Mr Hester said 2008's £45bn taxpayer bailout "wasn't enough to pay for the clean-up" at RBS and the bank was taking losses as it restructures.

After being "spooked by the dangers of the eurozone" last year, RBS deliberately took an extra £1bn of losses to reduce risk.

"It is a slightly Alice in Wonderland world where losses are a good thing," Mr Hester admitted.

The 82% taxpayer-owned group's balance sheet has finally slipped under the £1 trillion mark coming in at £977 billion as it continued to slim its non-core division ahead of expectations.

But many in the City were disappointed that losses in the non-core operation fell less than expected. It made a £4.2bn loss for 2011, after increasing 31% quarter on quarter to £1.3bn as disposals reaped less than expected and impairments rose.

Analysts are also worried about the health of the remaining core business, where earnings fell 18% year-on-year to £6.1bn.

This was largely down to its investment bank, the global banking and markets (GBM) division, where pre-tax profit more than halved to £1.6bn, and was loss making in the final quarter. By comparison, earnings at Barclays' investment bank fell by one-third.

RBS announced revised targets and is now looking for a 12% core return on capital, against the original 15% target and 10.5% for last year.

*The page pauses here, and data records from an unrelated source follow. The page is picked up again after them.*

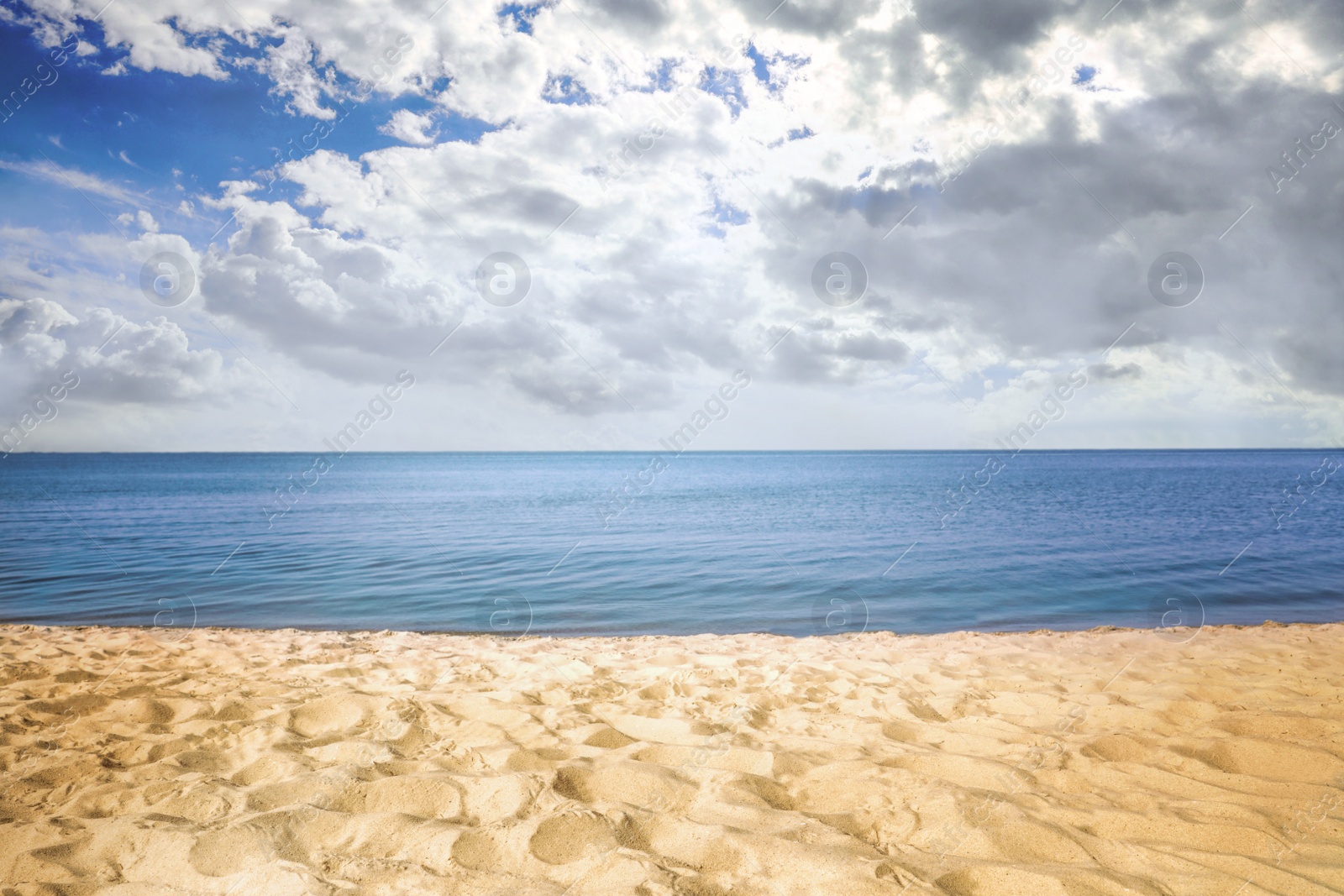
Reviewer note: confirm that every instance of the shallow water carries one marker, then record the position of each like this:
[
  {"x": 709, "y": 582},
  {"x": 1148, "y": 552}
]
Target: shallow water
[{"x": 793, "y": 543}]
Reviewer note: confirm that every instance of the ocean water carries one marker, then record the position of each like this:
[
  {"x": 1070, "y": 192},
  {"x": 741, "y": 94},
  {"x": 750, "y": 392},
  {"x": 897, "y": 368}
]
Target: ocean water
[{"x": 790, "y": 543}]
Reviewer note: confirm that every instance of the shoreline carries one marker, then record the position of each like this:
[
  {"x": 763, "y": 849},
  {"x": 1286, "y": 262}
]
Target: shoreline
[
  {"x": 1101, "y": 762},
  {"x": 1175, "y": 631}
]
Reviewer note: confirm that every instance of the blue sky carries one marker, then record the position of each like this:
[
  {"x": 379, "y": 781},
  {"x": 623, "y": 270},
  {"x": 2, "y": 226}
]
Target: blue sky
[{"x": 672, "y": 175}]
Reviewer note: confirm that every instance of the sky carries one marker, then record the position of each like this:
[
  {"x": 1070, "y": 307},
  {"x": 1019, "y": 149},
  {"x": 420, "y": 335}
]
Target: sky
[{"x": 239, "y": 226}]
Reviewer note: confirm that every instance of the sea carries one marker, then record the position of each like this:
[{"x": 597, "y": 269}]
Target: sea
[{"x": 812, "y": 543}]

There were further problems at Ulster Bank, which has suffered from a falling Irish property market. Its loss before tax increased 35% year-on-year to £1bn.

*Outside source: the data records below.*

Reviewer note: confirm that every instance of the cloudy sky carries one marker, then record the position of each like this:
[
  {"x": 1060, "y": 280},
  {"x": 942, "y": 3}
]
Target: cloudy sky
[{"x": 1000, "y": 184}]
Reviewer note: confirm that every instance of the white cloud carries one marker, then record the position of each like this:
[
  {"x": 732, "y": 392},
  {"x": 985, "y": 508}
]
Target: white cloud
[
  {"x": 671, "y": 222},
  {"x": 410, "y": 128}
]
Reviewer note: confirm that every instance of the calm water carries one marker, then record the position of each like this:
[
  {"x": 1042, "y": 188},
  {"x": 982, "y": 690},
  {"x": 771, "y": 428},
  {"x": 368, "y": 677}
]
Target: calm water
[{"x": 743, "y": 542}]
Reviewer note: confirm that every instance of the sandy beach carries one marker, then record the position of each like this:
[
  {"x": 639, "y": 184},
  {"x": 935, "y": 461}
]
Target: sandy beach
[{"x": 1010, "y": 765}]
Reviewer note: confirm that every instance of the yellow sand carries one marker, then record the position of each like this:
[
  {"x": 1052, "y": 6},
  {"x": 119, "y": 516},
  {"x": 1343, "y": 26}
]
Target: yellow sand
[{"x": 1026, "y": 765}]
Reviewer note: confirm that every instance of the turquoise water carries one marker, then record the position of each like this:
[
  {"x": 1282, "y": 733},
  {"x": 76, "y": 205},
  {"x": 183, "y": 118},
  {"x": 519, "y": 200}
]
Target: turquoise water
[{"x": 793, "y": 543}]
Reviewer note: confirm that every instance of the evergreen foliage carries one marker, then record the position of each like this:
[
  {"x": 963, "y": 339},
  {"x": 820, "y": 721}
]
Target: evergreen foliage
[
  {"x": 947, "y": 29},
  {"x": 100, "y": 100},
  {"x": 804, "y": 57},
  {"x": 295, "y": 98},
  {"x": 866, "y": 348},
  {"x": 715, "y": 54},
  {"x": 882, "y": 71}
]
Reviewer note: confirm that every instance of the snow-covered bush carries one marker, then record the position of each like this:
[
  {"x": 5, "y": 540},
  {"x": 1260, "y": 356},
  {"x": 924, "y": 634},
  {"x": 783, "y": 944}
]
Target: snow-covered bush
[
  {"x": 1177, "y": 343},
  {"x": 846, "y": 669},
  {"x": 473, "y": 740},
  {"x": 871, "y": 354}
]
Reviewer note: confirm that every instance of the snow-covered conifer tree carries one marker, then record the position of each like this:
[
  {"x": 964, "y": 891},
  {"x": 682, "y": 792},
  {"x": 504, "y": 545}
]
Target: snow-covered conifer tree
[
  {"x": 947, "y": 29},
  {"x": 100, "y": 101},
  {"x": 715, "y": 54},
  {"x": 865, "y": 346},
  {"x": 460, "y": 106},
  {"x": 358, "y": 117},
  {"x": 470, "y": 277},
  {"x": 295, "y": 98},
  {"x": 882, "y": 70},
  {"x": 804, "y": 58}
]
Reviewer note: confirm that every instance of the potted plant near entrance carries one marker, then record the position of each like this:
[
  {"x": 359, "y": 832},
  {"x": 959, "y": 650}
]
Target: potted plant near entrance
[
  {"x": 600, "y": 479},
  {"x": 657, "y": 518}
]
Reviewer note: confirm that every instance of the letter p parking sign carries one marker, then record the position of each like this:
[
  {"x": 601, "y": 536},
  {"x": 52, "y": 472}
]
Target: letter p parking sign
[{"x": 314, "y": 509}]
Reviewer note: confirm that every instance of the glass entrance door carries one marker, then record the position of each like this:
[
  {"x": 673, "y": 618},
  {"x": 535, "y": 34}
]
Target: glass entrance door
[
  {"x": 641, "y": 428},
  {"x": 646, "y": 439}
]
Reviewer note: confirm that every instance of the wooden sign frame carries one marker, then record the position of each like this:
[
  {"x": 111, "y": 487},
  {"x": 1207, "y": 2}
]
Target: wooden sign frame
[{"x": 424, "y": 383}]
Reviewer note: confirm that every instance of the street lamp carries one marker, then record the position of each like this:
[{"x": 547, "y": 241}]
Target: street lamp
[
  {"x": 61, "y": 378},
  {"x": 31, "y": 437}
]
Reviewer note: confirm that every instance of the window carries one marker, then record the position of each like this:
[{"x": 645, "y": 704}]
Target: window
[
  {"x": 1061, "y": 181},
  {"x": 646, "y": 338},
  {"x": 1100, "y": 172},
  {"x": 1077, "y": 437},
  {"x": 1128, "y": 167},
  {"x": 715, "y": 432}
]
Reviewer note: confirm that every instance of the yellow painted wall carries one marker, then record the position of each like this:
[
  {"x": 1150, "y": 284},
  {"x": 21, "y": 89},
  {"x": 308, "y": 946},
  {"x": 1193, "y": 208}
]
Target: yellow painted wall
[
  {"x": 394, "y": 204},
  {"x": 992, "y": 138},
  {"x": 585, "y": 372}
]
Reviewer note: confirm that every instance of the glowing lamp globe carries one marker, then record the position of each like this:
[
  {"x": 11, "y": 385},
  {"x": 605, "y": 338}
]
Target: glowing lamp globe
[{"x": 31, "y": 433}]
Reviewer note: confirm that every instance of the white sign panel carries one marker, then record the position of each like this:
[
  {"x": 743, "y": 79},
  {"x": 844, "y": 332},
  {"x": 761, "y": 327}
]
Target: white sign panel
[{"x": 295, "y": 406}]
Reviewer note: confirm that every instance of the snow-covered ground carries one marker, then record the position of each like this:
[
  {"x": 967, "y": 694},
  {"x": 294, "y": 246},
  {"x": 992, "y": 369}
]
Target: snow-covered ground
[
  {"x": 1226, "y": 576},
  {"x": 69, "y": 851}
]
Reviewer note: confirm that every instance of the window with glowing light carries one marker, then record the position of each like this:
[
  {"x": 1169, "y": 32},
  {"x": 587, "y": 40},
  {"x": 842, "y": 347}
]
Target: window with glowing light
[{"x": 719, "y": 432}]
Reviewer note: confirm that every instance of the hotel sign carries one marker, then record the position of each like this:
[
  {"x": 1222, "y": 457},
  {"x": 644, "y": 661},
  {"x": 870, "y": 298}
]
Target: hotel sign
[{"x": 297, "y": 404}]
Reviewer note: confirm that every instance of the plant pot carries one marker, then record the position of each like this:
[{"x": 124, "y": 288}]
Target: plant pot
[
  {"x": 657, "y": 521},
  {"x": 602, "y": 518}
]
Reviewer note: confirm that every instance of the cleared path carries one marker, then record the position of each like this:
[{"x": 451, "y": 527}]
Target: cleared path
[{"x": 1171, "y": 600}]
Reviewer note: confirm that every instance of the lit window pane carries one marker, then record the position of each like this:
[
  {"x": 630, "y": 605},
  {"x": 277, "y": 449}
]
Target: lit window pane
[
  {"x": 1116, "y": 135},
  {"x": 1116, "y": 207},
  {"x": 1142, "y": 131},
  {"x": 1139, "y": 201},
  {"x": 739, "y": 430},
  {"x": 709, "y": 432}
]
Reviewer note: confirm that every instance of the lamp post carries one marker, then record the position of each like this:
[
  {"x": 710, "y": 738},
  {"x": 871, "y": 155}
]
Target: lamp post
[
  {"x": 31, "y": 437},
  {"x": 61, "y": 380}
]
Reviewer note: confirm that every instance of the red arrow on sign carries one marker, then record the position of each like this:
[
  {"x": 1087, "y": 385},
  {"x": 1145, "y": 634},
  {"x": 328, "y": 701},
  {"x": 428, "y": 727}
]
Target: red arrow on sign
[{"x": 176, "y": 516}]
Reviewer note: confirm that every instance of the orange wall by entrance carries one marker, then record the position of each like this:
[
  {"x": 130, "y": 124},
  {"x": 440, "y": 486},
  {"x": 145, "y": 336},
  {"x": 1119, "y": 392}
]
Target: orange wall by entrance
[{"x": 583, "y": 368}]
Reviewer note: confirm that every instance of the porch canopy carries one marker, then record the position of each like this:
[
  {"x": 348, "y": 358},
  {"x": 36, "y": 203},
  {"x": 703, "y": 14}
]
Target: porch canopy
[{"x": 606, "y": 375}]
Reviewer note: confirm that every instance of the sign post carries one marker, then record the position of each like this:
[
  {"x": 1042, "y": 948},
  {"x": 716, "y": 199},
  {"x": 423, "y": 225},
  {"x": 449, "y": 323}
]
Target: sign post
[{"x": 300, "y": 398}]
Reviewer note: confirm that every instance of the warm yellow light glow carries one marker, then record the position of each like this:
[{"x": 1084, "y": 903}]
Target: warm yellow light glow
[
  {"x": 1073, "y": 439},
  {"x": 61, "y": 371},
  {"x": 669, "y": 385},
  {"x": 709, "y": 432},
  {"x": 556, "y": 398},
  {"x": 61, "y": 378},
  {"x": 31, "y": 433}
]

RBS absorbed restructuring losses of £1.1bn and an impairment on sovereign debt, largely Greek, of £1.1bn as well as a £850 million charge to cover compensation for mis-selling payment protection insurance (PPI).

Finance director Bruce van Saun admitted "there could be upside pressure" on its PPI figure.

There were positive signs, however, as RBS's retail bank saw operating profits rise 45% to £2bn.

RBS's corporate arm handed out £93.5bn of new lending to UK businesses in 2011, up 22% on the previous year. This included £40.9bn to smaller companies, a 4% increase on 2010, but although it lent almost as much as its competitors combined, it only met the lower "stretch" target agreed by the Government under the Merlin deal.

Mr Hester said lending weakened in the second half of 2011 as economic growth tailed off.

RBS's insurance business, which has been renamed Direct Line, swung from a loss of £295m to profits of £454m. RBS plans to float it on the stock market in the second half of this year.

Mr van Saun hinted strongly that RBS would use European Central Bank's new bank liquidity programme, known as LTRO, but only to fund its European operations outside the UK.

"The LTRO is offering relatively cheap funding," he said. "There is no stigma around taking them."